On 5 August 2014, Rocket Fuel said it will acquire [x+1] in a deal valued at $230 million in cash and stock. The deal is set to close in early 4Q14.
Continued consolidation among programmatic media providers has exposed a fault line between the ad network model, based on aggregating and reselling media, and the ad tech SaaS model, based on software licensing. The union of Rocket Fuel and [x+1] should induce marketers to consider approaches to the inevitable consolidation of point solutions into more integrated systems, their comfort with managing marketing risk, and digital advertising’s evolving role in their marketing organization.

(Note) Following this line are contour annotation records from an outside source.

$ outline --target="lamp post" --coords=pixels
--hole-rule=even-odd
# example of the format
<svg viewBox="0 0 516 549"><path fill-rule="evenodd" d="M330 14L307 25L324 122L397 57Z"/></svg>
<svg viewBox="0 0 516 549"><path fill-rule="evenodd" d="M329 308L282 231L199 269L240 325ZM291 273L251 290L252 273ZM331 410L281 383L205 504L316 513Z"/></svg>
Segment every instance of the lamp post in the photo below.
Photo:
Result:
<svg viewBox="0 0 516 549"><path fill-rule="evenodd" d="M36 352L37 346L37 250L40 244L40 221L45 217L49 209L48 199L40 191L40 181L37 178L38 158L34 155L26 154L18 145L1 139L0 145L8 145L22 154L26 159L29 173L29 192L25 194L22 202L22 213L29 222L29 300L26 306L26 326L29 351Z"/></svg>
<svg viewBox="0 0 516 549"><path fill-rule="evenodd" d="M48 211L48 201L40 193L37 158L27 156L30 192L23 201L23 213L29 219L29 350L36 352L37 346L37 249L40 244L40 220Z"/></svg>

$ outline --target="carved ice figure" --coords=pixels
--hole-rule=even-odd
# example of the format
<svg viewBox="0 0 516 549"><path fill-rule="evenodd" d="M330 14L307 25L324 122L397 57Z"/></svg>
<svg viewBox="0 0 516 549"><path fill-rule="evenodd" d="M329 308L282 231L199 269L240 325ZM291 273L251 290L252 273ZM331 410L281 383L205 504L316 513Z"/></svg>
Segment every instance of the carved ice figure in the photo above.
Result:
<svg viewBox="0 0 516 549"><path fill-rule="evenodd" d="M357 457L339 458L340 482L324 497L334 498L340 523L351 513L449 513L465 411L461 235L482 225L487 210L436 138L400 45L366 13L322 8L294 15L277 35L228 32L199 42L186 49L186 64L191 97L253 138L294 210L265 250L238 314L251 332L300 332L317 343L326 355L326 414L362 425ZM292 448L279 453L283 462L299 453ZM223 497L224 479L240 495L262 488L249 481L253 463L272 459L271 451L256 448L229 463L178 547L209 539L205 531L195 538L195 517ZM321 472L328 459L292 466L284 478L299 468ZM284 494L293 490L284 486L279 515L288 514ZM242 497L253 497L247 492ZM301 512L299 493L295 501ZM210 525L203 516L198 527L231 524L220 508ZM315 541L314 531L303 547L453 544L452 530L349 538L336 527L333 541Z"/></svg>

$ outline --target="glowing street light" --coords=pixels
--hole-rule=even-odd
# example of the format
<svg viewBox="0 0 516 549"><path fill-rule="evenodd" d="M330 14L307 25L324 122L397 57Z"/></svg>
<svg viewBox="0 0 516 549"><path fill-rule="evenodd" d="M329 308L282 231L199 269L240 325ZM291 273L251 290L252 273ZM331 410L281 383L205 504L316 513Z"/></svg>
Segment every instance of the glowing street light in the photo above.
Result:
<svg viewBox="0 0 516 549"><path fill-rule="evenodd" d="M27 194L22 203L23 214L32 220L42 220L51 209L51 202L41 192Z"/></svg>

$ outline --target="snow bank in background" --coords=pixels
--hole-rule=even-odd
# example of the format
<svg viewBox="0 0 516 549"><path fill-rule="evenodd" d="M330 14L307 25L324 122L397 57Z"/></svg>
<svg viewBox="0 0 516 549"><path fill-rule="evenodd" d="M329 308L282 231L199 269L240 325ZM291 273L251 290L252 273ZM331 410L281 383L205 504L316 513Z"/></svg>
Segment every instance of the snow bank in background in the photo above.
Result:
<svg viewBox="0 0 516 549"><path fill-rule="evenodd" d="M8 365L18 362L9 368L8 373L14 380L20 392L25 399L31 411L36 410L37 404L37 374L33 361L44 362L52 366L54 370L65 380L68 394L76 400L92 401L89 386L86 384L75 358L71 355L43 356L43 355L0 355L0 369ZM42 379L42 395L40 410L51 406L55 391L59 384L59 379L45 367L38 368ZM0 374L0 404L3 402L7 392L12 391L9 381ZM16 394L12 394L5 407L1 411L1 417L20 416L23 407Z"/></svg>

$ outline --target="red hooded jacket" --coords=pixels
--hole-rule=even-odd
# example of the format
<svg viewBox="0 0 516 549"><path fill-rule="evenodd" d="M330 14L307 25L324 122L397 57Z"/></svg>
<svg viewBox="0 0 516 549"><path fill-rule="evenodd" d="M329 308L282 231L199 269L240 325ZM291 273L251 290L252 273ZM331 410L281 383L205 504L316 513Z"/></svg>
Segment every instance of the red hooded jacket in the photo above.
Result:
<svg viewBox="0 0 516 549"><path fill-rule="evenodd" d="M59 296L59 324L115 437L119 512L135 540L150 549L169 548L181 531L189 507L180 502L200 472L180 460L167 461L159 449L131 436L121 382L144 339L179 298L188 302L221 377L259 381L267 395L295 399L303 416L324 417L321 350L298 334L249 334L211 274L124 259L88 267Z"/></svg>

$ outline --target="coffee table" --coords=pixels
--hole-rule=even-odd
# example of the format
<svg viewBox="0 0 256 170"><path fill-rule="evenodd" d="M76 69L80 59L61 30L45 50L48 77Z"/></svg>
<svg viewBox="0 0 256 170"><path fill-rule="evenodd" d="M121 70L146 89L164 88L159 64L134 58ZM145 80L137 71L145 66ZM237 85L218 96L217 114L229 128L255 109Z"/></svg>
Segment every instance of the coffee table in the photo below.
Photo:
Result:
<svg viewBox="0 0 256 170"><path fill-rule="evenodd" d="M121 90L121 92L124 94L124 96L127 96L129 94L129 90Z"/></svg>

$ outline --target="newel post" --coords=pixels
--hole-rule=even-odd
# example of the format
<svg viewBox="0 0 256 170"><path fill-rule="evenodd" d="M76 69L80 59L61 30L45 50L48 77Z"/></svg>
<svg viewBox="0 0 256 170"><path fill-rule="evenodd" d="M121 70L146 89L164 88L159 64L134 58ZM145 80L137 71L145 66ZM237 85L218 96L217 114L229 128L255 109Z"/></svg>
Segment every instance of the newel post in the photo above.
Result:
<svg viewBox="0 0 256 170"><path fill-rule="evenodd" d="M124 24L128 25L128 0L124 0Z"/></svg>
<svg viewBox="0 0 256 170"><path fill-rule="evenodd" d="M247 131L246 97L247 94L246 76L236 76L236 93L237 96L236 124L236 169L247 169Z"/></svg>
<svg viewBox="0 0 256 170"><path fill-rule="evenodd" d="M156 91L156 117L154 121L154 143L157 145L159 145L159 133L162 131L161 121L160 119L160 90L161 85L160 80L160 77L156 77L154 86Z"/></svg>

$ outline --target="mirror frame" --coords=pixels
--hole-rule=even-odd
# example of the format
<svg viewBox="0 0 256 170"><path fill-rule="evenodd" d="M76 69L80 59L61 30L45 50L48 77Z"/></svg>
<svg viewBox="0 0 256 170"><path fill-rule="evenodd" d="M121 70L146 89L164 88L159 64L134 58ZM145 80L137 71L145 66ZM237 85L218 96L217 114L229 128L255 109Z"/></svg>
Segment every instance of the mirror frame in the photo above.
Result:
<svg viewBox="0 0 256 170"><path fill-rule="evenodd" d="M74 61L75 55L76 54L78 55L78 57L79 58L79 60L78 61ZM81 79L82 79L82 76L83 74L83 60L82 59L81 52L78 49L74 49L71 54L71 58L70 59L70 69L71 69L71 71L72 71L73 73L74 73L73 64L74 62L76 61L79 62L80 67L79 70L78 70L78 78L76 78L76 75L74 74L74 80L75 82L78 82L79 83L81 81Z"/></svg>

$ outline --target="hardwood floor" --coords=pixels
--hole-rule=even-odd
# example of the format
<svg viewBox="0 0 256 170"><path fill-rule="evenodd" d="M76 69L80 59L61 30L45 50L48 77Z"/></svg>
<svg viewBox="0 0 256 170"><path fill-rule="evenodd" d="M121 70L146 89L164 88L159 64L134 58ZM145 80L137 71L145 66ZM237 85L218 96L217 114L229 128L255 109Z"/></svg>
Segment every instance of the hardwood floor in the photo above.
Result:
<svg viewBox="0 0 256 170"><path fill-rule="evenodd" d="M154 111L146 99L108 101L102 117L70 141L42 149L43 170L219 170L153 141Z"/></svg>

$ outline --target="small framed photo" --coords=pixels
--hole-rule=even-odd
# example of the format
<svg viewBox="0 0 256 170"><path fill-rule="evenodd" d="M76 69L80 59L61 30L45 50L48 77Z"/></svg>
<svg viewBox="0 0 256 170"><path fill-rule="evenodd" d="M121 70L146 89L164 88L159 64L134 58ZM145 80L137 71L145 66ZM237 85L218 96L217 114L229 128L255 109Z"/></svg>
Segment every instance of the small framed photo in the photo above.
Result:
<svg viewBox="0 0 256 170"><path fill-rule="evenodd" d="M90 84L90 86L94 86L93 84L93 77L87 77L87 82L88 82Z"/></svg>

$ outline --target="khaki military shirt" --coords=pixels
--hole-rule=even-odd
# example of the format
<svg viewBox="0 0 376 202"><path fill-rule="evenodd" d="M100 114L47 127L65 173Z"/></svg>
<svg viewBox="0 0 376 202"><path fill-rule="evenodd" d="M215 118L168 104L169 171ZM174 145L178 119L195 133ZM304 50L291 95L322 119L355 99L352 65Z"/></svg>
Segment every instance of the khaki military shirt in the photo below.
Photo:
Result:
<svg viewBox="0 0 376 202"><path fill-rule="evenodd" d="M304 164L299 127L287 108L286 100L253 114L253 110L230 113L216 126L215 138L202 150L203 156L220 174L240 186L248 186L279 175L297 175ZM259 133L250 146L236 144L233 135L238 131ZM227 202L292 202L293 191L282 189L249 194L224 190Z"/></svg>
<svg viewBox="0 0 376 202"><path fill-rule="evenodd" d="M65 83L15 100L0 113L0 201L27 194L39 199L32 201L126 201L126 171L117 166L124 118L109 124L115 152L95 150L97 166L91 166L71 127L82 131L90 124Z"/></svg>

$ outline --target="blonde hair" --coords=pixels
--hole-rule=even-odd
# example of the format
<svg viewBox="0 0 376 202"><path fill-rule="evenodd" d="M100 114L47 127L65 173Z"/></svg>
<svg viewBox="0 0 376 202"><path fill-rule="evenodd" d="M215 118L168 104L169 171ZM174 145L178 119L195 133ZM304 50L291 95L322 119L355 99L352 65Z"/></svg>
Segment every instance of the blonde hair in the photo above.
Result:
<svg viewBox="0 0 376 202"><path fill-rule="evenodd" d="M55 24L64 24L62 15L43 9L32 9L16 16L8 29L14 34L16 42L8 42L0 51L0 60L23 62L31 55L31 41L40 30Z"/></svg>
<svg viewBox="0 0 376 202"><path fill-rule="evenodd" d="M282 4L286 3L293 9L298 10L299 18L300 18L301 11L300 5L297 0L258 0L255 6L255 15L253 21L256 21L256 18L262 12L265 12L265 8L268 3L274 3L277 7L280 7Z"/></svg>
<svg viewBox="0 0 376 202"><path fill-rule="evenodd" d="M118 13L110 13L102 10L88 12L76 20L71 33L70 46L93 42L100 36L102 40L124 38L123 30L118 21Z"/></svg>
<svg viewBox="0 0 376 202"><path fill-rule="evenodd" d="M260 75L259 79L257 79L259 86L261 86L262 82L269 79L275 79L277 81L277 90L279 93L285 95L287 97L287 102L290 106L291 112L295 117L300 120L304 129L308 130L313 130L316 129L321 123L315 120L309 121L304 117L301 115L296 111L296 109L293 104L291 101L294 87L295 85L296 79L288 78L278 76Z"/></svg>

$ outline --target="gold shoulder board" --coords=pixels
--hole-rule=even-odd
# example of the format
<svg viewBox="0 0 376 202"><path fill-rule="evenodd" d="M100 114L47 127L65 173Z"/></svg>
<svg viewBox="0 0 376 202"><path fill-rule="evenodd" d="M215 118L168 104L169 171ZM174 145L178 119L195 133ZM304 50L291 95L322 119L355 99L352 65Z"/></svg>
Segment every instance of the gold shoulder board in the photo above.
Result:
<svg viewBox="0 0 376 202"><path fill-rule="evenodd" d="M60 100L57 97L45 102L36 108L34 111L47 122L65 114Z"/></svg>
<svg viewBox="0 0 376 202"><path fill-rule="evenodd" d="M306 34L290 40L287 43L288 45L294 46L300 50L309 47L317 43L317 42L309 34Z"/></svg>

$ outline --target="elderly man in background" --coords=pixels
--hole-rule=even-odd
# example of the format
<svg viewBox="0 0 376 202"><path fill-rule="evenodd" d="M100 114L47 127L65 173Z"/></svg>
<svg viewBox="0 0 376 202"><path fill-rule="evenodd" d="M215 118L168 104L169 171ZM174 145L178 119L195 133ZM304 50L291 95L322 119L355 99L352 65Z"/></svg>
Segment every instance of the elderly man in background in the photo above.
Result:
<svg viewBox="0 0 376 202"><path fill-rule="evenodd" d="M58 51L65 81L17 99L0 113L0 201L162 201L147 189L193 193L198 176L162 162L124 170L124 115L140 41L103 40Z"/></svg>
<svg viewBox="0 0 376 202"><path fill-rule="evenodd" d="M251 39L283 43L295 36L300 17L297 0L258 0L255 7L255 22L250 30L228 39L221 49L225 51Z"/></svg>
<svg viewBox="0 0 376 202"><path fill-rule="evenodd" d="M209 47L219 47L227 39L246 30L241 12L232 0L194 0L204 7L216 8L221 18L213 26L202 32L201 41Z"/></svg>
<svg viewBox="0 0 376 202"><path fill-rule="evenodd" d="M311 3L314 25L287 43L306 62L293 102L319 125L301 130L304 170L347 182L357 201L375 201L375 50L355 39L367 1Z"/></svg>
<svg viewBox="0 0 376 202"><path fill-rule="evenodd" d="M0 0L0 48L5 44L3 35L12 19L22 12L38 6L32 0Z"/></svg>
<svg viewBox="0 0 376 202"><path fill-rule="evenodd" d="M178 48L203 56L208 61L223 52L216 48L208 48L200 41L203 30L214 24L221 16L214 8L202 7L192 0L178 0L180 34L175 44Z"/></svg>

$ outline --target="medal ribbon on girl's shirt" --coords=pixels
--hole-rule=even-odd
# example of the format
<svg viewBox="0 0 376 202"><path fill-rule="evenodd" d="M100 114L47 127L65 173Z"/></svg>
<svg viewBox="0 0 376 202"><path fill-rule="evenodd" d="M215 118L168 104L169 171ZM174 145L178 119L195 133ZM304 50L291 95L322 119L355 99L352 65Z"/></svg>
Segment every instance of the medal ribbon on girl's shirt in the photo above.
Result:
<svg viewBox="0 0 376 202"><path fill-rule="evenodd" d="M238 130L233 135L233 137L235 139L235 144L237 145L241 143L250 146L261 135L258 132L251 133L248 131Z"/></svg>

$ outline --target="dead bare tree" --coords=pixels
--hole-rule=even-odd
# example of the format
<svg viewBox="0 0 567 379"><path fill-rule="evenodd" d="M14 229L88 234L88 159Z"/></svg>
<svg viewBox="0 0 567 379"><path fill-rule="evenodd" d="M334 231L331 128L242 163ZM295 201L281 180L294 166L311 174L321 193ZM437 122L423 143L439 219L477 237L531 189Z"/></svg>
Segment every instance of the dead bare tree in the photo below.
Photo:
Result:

Rocket Fuel exemplifies the latest generation of ad networks. Two trends contributed to its rapid ascent: an embrace of ad retargeting tactics by performance marketers, and the application of data science to systematically target and buy a desired audience, reselling its frequently undervalued media impressions at a value-based price. Gartner believes arbitrage margins will face pressure as the real-time media market matures and self-service approaches, which Rocket Fuel began to offer prior to this acquisition.
Self-service offers more transparency to pricing and targeting. But a pay-for-performance model is attractive to many marketers and agencies as it eliminates risk and raises the value and accountability of media investments.
[x+1] exemplifies a complementary trend of approaching digital media via enterprise software to empower marketers to leverage their own data and weave advertising into a broader multichannel engagement strategy. [x+1] supports its software solutions with strategic and operational services, making it potentially more compatible with Rocket Fuel than pure self-service providers. Still, while powerful and flexible, this approach can also be complex to operate and integrate with internal systems. It offers more transparency than the network model, at the cost of expertise and higher operational overhead.
As the merger seeks to fuse these approaches, Rocket Fuel joins acquisitive challengers to large players. All seek to compete by integrating programmatic media capabilities into larger digital marketing hubs: Neustar (Aggregate Knowledge), IgnitionOne (Knotice), Lotame (AdMobius) will challenge Oracle (BlueKai) and Adobe (Demdex and Efficient Frontier). Conspicuously absent are programmatic media acquisitions by IBM and salesforce.com. As consolidation continues, marketers will benefit from a less fragmented marketplace, although they still face complex alternatives among different provider business models. Providers have a long way to go to integrate acquired point solutions into seamless multichannel offerings.
Digital marketers: Analyze trade-offs between pay-for-performance and self-service approaches to media acquisition. Prioritize integration of your marketing data with programmatic media solutions, taking care to avoid provider lock-in and protect proprietary data.
Rocket Fuel customers: Consider the [x+1] acquisition as an opportunity to explore the benefits of taking a more active role in integrating marketing automation with media operations.
[x+1] customers: Look for ways to leverage Rocket Fuel's network to amplify campaign objectives. Emphasize the continuing requirement for transparency and neutrality with respect to data and media sources in your data management platform.
Customers of other marketing solution providers: Evaluate your partners’ road map for integrating marketing automation solutions with programmatic media and develop options for your own organization. Don’t ignore performance-priced outsourcing’s risk-reduction benefits where appropriate.